Do all vectors must have a "Direction " and "Magnitude"? Pleases explain it as easy as possible,I started to learn linear algebra of vector a few week ago.If it so ,then the next question is that if I take an element(indeed a vector) of "any" vector space ,then how can I find its particular "magnitude" and "direction"?
 A: In short, no.  When you are just starting to study linear algebra, all of the vector spaces you will see for a while are finite-dimensional vector spaces where the scalar field is the real numbers, and in these vector spaces, both magnitude and direction make sense.  Every vector in these vector spaces has a magnitude, and almost every vector has a direction.  But there is one exception:  the zero vector has zero magnitude but does not have any definable direction.

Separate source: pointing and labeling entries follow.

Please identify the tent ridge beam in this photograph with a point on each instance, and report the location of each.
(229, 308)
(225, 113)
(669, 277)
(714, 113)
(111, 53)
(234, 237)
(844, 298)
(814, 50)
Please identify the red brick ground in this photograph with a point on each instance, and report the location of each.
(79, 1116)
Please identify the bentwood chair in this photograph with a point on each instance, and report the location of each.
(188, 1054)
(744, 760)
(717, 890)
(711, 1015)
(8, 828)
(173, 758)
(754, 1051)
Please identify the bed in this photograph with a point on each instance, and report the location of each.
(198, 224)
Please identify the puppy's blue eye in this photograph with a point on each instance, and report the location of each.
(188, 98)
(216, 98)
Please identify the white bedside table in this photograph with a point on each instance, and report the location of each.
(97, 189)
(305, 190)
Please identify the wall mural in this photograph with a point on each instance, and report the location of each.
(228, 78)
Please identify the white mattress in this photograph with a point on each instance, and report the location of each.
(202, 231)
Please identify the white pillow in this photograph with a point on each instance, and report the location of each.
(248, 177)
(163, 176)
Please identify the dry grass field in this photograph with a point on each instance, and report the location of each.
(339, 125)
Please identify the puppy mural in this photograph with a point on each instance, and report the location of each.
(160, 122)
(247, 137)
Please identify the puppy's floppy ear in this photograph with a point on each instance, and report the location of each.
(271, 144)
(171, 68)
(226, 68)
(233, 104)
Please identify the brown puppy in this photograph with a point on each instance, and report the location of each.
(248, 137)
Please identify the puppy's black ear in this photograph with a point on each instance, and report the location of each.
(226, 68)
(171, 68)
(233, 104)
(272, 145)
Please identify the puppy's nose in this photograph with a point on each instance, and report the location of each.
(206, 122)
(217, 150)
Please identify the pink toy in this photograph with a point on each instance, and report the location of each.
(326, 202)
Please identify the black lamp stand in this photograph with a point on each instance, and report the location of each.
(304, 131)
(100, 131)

More generally (and you should start seeing some of these more general examples pretty soon in your studies), the answer to your question depends on what you mean by a "vector."  In order for a vector to have a magnitude, the vector space must support a norm, and not all vector spaces do; similarly, in order for a vector to have a direction, the vector space must support an inner product, and not all vector spaces do.  An inner product can be used to define a norm, though, so if a vector field suports having directions for its vectors, then it supports magnitudes, too.
Getting back to finite-dimensional vector spaces where the scalar field is the real numbers, these spaces support both a norm and an inner product, so magnitude and direction both make sense.  Except for the zero vector, as above.